For the first time since March 2009, private nonresidential construction spending increased 1.7 percent in April, according to the June 1 report by the U.S. Census Bureau. However, on a year-over-year basis, private nonresidential construction spending is down 24.6 percent. Total nonresidential construction – which includes both private and public – is up 2 percent for the month, the second consecutive monthly increase. Since April 2009, total nonresidential construction spending is down 16.1 percent and now stands at $596.9 billion.
Overall, total construction spending – which includes both residential and nonresidential – was 2.7 percent higher in April 2010, making it the third consecutive monthly increase, but was down 10.5 percent compared to the same period one year ago.

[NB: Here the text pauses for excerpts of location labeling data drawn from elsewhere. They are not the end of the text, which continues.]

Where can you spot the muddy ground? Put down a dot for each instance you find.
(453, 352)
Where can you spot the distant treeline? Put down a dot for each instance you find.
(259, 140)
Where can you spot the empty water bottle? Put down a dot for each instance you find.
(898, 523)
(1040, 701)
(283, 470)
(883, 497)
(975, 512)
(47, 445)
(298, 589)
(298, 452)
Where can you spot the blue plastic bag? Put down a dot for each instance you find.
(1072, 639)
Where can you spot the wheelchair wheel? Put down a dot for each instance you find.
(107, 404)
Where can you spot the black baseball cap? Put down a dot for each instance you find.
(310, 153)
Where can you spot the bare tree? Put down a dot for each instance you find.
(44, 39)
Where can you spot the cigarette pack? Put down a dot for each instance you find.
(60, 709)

“The US Census report represents a reversal of numerous trends,” said Associated Builders and Contractors Chief Economist Anirban Basu. “In recent quarters, nonresidential construction spending has been fueled by publicly-financed projects, many of them in the transportation category. However, in April, transportation-related spending was essentially flat, an indication that the impact of stimulus spending in that category may have peaked and that other nonresidential construction segments will need to expand if the overall construction industry’s momentum is to continue.

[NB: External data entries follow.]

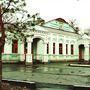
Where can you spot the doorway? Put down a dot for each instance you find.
(81, 52)
(37, 50)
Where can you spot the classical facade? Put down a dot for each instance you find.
(56, 40)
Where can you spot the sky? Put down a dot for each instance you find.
(66, 9)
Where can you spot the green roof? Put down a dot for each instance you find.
(57, 24)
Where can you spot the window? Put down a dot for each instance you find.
(3, 50)
(72, 50)
(66, 48)
(25, 47)
(47, 48)
(60, 48)
(53, 48)
(14, 46)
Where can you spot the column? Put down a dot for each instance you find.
(69, 51)
(64, 51)
(57, 50)
(29, 55)
(45, 56)
(86, 53)
(21, 50)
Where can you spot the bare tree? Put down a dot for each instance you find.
(73, 24)
(15, 20)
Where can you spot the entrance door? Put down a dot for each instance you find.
(37, 50)
(81, 52)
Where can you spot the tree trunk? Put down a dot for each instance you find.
(2, 41)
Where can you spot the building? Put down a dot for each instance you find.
(55, 41)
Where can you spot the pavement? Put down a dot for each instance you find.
(50, 73)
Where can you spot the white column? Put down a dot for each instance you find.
(45, 57)
(21, 50)
(86, 53)
(64, 50)
(29, 55)
(8, 48)
(69, 51)
(57, 48)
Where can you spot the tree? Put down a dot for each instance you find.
(73, 24)
(14, 20)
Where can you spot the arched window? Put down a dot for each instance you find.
(66, 48)
(53, 48)
(14, 46)
(72, 50)
(60, 48)
(25, 47)
(47, 48)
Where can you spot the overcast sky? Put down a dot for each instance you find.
(66, 9)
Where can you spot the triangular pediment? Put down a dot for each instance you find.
(60, 24)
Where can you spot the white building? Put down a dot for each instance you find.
(55, 41)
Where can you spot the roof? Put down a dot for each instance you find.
(59, 23)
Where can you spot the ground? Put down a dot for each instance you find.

“On a year-over-year basis, the nonresidential segments that have expanded are all closely tied to the stimulus package passed in February of 2009. These are transportation, conservation and development and highway/street construction,” said Basu.
“The generally upbeat report also highlighted several vulnerabilities that remain. For example, conventional wisdom suggests that state and local government-financed construction will decline going forward as lower levels of government seek to shrink their collective balance sheets,” Basu said. “This is consistent with observed monthly declines in spending in the education and public safety categories.
Privately-financed construction also remains generally weak, with lodging related construction down approximately 60 percent on a year-over-year basis. This indicates that the construction industry has a way to go before fully recovering to activity levels seen before the economic downturn.”